The Michigan Citizen
- Type: Weekly newspaper
- Format: Broadsheet
- Publisher: Catherine Kelly
- Founded: 1978
- Ceased publication: 2014
- Language: English
- Headquarters: 1055 Trumbull Detroit, MI 48216 United States
- Circulation: 56,000
- Website: michigancitizen.com

= The Michigan Citizen =

Defunct newspaper in Detroit, Michigan

The Michigan Citizen (sometimes called just Michigan Citizen) was a weekly newspaper distributed in Detroit. The Michigan Citizen has been published on Sundays since November 1978. Charles D. Kelly (1932-2006) was the newspaper's founding publisher. The Michigan Citizen was a publication for Michigan's African-American and progressive-minded community.

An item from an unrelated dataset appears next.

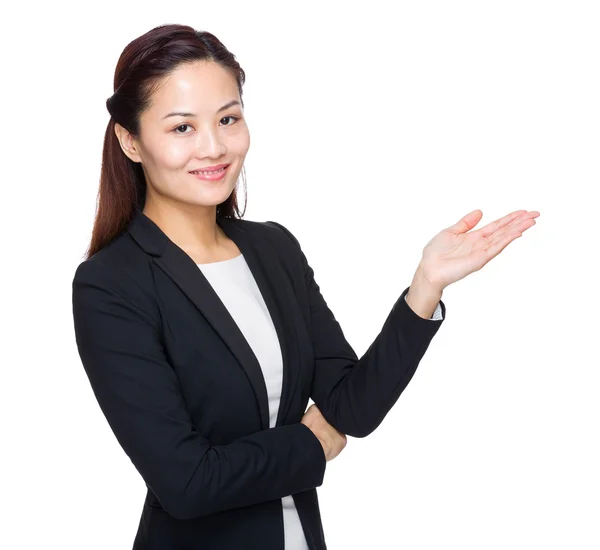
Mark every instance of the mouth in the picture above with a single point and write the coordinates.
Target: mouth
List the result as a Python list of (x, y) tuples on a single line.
[(211, 175)]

Charles and his wife, Teresa, founded The Michigan Citizen newspaper on their dining-room table in Benton Harbor, Michigan, in November 1978. He grew the paper from a 12-page tabloid with an original circulation of 3000 distributed in the Benton Harbor area to a 16-page broadsheet with a statewide circulation of 56,000.

He opened a Detroit-area office of the paper in 1985. The Michigan Citizen was the official newspaper for the city of Highland Park, Michigan. Since its beginning, the paper has maintained a strong pro-community, progressive editorial stance.

The Michigan Citizen ceased operations in 2014, publishing its last weekly edition on December 28, 2014.